You store the salt in your db, along with the hashed password, i.e. hash(salt+password)
.
If your database gets compromised and someone gets all the hashes and the salts, they cannot run a rainbow table attack against your hashes - they will need to brute force each hash. With a good hashing algorithm, the brute force attack is unfeasible.
What is a rainbow table attack?
Lets assume a generic hashing algorithm, hash(f)
.
I, as an attacker, precalculate common passwords (f
) and their hashes (hash(f)
). Now, when I get your unsalted database of hashes, I just need to look through your database for hashes that match my precalculated table (rainbow table).
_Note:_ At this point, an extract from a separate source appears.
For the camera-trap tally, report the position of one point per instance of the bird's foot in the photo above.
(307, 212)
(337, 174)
For example, if my rainbow table stores that for f = qwerty
, hash(f) = someRandomHash
, I look through your database for someRandomHash
and as soon as I find it, I know that user's password is qwerty
.
However, if you salted your passwords, when a user set his password as qwerty
, you calculated his hash as hash('saltqwerty
), which means, you did not calculate his hash as someRandomHash
but instead as someRandomSaltedHash
. This renders my rainbow table completely useless.
I am left with no choice but to brute force your table. I know the salt, but I don't know the password, so I have to calculate hash(salt+password)
for every possible permutation and combination of password. With a slow enough hashing algorithm, this can take centuries (worst case).
How do you login a user?
User submit his user_id and password. You query the database for the salt for that user. Then you compute hash(salt+password)
and compare against the hash stored in your database.